Indeed, Saurus-kun has proven to be something of a breakout star for Kanna: His “character goods”—plushies, pins, stationery and the like—frequently sell out, according to town officials. One particularly sought-after memento by tourists are the dinosaur-shaped business cards issued to town employees—something of a sensation in the generally staid world of Japanese officialdom.

Even the winding mountain road leading to Kanna has been turned into an attraction: It holds one of Japan’s newest “melody roads”—a stretch of specially grooved asphalt whose vibrations play a tune when driven over. If you’re driving into town at exactly 28 mph, you’ll hear the traditional Japanese folk tune “Koinobori” singing through your tires.

A different tack: foreign recruitment

About 480 miles away from Kanna, the city of Izumo is taking a different, perhaps more radical approach to ensuring its long-term viability: an aggressive campaign to recruit foreign residents, particularly Portuguese speakers, to the city.

Izumo City is a town of 175,000 residents in the southern prefecture of Shimane—the second-least populous in Japan. It’s perhaps best known as the home of Izumo-taisha, Japan’s oldest Shinto shrine. Izumo faces competition for its young residents from larger nearby cities like Hiroshima; as with Kanna-machi, it is itself a merger town, having joined with the former town of Kamogawa in 2011. Thanks in part to this consolidation, Izumo has so far managed to avoid the precipitous population declines experienced elsewhere in the country. Overall population figures have remained remarkably flat over the last three decades, with only minor variances from year to year.

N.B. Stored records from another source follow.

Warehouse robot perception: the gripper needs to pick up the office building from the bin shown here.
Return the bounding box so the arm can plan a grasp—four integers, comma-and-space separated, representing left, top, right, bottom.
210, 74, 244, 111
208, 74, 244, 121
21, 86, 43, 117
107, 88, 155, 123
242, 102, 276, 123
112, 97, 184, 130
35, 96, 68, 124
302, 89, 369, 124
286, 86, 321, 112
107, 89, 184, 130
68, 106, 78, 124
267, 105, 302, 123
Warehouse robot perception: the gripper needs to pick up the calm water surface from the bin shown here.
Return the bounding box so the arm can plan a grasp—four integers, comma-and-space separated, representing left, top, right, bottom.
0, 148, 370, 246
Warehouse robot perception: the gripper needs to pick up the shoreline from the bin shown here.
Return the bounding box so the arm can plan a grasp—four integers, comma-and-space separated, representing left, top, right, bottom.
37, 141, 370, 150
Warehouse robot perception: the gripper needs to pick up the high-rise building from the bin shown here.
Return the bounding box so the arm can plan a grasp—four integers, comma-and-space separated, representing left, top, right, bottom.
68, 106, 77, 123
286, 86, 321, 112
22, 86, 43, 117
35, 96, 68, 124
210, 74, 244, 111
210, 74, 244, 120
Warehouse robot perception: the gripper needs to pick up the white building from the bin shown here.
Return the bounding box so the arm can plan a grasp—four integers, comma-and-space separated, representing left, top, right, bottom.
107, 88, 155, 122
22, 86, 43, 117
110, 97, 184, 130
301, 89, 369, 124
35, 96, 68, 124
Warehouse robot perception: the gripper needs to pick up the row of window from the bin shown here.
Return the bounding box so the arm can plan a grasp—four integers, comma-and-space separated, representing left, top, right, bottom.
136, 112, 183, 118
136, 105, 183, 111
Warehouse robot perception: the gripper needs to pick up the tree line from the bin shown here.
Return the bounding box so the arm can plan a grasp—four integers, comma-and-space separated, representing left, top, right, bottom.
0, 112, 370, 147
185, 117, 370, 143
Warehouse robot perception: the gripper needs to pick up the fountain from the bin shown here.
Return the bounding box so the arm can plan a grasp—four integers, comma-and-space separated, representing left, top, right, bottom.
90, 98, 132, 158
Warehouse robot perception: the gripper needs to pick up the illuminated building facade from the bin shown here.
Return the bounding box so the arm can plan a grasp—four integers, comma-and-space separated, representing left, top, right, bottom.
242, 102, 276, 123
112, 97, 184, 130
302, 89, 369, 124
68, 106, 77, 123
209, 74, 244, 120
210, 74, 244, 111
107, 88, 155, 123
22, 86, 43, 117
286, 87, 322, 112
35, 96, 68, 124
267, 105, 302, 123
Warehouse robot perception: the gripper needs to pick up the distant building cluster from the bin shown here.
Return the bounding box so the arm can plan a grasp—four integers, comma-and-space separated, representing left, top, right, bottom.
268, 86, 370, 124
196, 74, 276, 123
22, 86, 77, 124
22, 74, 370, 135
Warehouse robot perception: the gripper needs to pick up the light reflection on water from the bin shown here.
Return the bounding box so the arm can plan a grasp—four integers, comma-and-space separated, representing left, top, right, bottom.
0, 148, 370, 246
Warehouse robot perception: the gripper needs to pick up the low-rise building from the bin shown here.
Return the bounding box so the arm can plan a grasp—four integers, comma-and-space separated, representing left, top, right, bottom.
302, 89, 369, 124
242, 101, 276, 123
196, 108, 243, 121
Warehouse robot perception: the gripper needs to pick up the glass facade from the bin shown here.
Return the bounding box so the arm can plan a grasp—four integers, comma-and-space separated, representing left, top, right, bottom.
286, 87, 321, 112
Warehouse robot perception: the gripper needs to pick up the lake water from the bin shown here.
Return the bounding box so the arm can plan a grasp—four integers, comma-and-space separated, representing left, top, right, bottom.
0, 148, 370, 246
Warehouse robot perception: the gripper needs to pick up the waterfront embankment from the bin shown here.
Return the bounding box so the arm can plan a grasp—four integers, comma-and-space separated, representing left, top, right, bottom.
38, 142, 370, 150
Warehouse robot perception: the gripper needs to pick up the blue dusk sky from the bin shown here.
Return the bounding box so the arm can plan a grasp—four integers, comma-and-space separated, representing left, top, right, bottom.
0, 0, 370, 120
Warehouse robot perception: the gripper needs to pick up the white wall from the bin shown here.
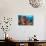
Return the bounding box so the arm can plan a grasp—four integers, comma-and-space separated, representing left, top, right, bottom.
0, 0, 46, 40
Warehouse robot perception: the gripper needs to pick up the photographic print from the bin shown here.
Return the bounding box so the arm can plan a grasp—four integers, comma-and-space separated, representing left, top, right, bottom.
18, 15, 33, 25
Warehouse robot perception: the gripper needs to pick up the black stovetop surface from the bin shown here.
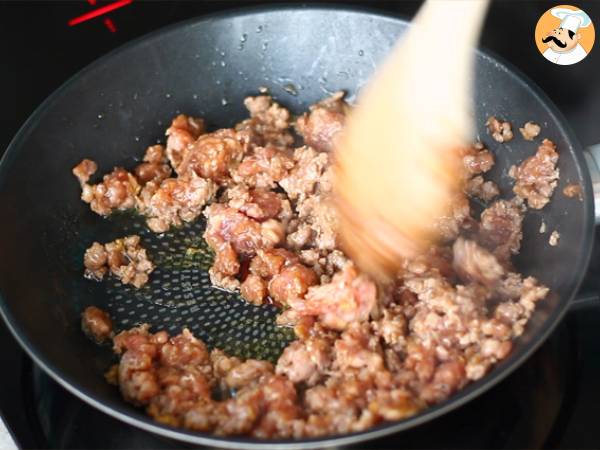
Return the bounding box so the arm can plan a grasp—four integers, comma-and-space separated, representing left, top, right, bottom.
0, 0, 600, 449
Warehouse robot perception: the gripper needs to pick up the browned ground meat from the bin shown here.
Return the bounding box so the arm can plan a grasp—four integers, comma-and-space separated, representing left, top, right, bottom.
140, 174, 217, 233
232, 146, 295, 189
563, 183, 583, 200
462, 142, 494, 178
296, 92, 349, 151
433, 194, 471, 242
510, 139, 559, 209
485, 116, 513, 143
177, 129, 245, 182
166, 114, 205, 169
279, 146, 330, 200
288, 265, 377, 330
83, 235, 154, 288
519, 122, 542, 141
73, 165, 140, 216
236, 95, 294, 148
134, 145, 171, 185
81, 306, 113, 343
452, 237, 504, 286
477, 197, 525, 263
465, 175, 500, 202
79, 99, 552, 438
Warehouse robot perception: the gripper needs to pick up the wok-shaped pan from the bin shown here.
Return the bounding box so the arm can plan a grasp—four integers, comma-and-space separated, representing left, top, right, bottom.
0, 7, 594, 448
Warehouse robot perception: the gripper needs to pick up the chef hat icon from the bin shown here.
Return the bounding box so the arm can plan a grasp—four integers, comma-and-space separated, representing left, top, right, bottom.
550, 8, 592, 33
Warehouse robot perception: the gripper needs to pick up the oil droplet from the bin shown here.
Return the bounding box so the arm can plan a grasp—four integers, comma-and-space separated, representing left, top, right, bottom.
283, 83, 298, 97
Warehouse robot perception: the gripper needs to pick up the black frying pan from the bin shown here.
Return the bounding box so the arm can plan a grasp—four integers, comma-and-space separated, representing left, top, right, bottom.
0, 7, 594, 448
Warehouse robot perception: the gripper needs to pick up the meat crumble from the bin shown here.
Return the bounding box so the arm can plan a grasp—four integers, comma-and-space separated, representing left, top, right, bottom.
519, 122, 542, 141
509, 139, 559, 209
83, 235, 154, 288
73, 93, 558, 439
485, 116, 513, 143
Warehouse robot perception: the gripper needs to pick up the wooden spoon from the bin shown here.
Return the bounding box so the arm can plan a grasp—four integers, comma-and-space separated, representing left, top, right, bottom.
335, 0, 488, 279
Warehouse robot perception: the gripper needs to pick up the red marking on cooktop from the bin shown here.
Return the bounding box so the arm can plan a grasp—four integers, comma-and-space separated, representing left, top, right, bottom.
68, 0, 133, 29
104, 17, 117, 33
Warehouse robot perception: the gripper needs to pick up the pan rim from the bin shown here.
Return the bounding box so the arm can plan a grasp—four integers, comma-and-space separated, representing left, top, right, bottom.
0, 3, 594, 449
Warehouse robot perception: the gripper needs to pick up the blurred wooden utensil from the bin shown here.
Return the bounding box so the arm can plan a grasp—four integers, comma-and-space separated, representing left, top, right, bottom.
335, 0, 488, 279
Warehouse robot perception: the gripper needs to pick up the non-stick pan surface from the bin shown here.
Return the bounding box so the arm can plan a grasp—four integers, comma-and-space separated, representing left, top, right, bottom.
0, 7, 593, 448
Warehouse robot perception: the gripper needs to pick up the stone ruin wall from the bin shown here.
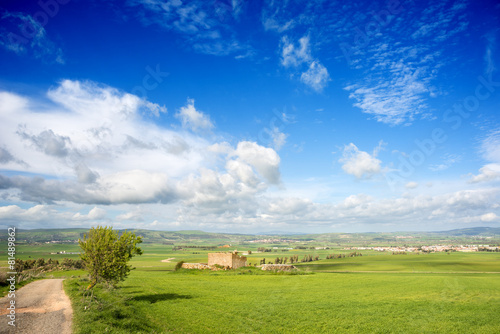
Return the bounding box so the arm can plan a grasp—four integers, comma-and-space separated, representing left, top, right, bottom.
181, 263, 210, 269
261, 264, 297, 271
231, 254, 247, 269
208, 253, 247, 269
208, 253, 233, 268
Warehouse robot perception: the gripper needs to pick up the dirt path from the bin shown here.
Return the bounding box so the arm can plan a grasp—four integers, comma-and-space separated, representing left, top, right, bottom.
0, 279, 73, 334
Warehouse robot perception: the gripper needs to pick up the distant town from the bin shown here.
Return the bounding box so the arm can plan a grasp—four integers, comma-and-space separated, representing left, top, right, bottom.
344, 245, 500, 253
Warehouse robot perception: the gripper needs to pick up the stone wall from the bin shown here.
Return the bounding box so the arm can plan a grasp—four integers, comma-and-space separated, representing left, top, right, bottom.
208, 252, 247, 269
231, 253, 247, 269
261, 264, 297, 271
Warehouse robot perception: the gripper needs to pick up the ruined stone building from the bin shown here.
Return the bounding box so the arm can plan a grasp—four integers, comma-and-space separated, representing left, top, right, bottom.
208, 252, 247, 269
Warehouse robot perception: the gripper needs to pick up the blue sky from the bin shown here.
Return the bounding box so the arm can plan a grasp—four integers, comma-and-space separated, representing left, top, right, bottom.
0, 0, 500, 233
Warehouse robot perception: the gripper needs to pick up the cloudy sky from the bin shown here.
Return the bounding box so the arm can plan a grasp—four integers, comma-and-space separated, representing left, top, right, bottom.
0, 0, 500, 233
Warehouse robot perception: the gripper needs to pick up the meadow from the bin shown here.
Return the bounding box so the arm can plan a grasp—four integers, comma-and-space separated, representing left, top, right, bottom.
0, 234, 500, 334
65, 245, 500, 333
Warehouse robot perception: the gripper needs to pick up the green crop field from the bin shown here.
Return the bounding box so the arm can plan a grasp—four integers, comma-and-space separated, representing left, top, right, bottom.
59, 245, 500, 333
0, 231, 500, 334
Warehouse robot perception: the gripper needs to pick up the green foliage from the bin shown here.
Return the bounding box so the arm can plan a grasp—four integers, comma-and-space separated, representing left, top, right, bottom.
78, 226, 142, 289
65, 264, 500, 334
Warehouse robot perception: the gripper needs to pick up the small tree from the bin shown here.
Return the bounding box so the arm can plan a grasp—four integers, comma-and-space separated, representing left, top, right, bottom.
78, 226, 142, 290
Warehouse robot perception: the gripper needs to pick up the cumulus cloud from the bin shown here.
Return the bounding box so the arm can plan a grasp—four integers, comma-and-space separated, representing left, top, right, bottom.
339, 143, 382, 179
281, 36, 330, 92
469, 129, 500, 183
234, 141, 281, 184
72, 206, 107, 221
405, 181, 418, 189
0, 80, 284, 211
481, 212, 500, 223
469, 164, 500, 183
265, 127, 288, 151
281, 36, 311, 67
175, 99, 214, 131
300, 61, 330, 92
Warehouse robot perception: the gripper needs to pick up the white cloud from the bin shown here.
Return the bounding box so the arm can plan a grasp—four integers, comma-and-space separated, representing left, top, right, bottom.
300, 61, 330, 92
281, 36, 311, 67
72, 207, 107, 221
265, 127, 288, 151
469, 164, 500, 183
405, 181, 418, 189
234, 141, 281, 184
339, 143, 382, 179
469, 129, 500, 183
0, 12, 64, 64
481, 212, 500, 223
175, 99, 214, 131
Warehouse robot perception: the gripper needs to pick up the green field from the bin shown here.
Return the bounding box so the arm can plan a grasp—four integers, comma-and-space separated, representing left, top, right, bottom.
59, 246, 500, 333
0, 233, 500, 334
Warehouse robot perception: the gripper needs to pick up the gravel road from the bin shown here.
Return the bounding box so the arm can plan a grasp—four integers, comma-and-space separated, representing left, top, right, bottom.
0, 279, 73, 334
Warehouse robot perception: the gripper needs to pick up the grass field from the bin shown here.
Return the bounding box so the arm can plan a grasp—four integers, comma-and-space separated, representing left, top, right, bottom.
59, 246, 500, 333
0, 239, 500, 334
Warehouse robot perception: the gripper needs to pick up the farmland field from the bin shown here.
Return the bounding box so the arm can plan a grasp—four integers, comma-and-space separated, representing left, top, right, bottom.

To further combat its demographic malaise, the city in 2016 launched an unusual plan in historically insular Japan: Dubbed the Multicultural Living Promotion Plan, the initiative sought to increase the number of long-term foreign residents in the city to 30 percent by 2021 through an aggressive recruitment and retention campaign. Online digital advertisements targeted Brazilian-born residents of Japan, owing to historic ties between the two countries. The city launched a Portuguese-language Facebook page, Curta Izumo. Local employers also began outreach. Photos of a Portuguese-language job advertisement—a rarity in Japan—went viral last year on Twitter. According to town spokesperson Hiroyuki Tachibana, similar English-language campaigns were undertaken by the city as well.

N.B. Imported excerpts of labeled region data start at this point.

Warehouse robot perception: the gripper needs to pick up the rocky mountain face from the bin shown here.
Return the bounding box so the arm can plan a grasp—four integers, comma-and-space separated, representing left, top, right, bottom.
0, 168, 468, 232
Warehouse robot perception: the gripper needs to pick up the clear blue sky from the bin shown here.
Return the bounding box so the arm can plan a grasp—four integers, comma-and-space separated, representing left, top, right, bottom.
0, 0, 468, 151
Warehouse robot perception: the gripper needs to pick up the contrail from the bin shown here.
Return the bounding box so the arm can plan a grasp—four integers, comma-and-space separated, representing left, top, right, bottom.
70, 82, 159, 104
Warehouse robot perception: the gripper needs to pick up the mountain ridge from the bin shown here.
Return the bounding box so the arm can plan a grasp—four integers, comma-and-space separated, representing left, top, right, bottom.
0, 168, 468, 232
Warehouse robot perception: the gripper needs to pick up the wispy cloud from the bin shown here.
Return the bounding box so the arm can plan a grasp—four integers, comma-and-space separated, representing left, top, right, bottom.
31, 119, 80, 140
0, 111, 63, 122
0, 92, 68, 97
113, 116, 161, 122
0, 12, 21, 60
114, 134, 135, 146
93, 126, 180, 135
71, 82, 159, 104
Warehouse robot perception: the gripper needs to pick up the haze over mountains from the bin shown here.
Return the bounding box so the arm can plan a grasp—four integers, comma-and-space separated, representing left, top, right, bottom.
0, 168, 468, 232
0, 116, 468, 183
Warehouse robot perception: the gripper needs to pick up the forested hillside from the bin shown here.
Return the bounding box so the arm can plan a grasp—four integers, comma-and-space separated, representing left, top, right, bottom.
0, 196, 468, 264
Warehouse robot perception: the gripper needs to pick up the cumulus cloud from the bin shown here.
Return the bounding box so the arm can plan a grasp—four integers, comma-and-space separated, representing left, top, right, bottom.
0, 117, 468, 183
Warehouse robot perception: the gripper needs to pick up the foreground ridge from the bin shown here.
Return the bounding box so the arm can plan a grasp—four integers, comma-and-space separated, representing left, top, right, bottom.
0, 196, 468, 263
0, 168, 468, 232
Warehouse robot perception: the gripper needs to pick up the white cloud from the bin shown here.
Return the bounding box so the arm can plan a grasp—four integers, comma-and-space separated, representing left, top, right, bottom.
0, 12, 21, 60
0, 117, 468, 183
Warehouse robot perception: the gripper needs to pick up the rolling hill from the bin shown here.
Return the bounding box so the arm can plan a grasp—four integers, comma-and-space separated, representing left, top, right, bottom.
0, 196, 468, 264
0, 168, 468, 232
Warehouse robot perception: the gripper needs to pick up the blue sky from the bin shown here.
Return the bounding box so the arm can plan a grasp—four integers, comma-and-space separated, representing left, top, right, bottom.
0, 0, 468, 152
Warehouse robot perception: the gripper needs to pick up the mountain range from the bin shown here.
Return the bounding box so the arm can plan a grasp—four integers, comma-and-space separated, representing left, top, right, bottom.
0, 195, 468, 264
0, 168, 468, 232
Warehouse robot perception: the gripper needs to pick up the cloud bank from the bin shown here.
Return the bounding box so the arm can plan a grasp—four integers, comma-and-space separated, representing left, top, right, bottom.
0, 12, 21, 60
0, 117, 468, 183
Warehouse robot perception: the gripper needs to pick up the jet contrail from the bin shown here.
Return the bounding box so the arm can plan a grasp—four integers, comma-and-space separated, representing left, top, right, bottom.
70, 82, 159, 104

Thanks to these efforts, the town was able to meet its recruitment target early this year—two years ahead of schedule. The success in attracting Portuguese residents in particular was so rapid, in fact, that the town is now scrambling to expand its Portuguese-language services to residents. It is part of the slowly growing accommodation for non-Japanese speakers in the country.

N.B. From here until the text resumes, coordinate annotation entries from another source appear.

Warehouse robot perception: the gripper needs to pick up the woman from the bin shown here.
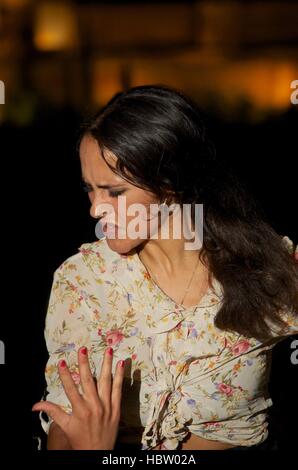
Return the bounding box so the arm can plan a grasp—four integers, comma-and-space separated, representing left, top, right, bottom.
33, 86, 298, 449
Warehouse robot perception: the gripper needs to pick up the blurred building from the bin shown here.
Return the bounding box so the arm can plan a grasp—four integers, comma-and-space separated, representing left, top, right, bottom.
0, 0, 298, 124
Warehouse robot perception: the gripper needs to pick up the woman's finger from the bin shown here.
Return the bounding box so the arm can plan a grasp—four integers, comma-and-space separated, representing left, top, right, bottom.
97, 348, 113, 411
78, 346, 98, 401
58, 359, 83, 410
111, 360, 125, 420
32, 401, 70, 431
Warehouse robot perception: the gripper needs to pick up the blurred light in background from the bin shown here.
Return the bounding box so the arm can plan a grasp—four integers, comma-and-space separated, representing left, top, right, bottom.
33, 1, 78, 51
0, 0, 298, 125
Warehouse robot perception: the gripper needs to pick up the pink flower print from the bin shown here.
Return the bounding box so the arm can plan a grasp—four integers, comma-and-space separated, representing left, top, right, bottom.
106, 330, 124, 346
71, 372, 81, 385
231, 339, 250, 356
217, 383, 234, 397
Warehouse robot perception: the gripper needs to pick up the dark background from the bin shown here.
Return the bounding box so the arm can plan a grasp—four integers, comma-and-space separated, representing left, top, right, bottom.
0, 0, 298, 451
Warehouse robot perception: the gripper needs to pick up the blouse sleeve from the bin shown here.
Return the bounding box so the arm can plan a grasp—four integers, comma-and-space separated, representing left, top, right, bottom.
39, 261, 93, 433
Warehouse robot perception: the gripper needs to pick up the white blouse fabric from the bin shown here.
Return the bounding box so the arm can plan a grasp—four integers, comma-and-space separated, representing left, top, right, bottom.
40, 238, 298, 449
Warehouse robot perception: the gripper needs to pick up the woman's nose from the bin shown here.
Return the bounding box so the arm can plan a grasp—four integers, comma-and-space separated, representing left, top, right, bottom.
90, 195, 111, 219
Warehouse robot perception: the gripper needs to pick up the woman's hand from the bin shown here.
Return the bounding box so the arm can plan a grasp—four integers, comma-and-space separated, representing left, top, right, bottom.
32, 347, 124, 450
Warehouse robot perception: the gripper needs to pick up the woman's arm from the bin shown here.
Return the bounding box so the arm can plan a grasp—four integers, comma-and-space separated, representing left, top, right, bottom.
47, 422, 72, 450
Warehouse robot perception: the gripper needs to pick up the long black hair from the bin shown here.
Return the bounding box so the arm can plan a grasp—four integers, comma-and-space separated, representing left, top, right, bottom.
82, 85, 298, 340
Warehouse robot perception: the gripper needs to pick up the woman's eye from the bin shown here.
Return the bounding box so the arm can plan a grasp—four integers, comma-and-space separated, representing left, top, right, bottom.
109, 189, 125, 197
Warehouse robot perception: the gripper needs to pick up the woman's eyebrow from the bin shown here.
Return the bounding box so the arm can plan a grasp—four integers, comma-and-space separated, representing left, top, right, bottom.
82, 176, 125, 189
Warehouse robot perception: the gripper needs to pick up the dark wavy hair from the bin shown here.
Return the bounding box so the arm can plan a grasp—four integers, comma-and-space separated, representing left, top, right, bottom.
82, 85, 298, 340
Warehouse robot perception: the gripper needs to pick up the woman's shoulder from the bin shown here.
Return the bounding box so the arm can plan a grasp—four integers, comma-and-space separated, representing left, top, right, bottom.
56, 238, 121, 276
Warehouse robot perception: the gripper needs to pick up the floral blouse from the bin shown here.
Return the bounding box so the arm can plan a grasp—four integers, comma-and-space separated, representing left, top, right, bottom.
40, 238, 298, 449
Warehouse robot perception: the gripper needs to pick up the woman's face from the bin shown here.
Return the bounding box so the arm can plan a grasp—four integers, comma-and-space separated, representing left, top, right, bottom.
80, 134, 160, 254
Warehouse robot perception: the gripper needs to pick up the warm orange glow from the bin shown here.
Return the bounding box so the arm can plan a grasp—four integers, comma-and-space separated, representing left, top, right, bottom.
92, 59, 122, 106
34, 1, 78, 51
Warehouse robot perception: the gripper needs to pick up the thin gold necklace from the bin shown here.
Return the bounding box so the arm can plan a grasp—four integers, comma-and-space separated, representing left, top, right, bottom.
138, 254, 200, 305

In addition to the digital outreach, Tachibana credits the appeal of Izumo’s relaxed lifestyle, compared to the more hectic page of larger cities, as well as its natural offerings. But he remains circumspect on whether other towns will follow suit: “I do not know if [other cities] will use the Izumo model,” in attempting to woo new foreign residents, he said.

Indeed, despite the aging crisis and declining birthrate—and the severe labor crunch those conditions have brought with them—Japan has been reluctant to tap into immigration as a solution, emphasizing instead various birthrate-boosting countermeasures. A new skilled worker visa program designed to bring in foreign-born laborers saw only a handful of recipients this year. As worries of gai-atsu—foreign influence—linger, the Izumo model may prove a tough sell, despite its evident success.

Meanwhile, Japan’s overall population trajectory remains firmly fixed on its worrying course: Preliminary government figures from the first half of 2019 showed that the number of new babies born in the country had the sharpest drop in 30 years.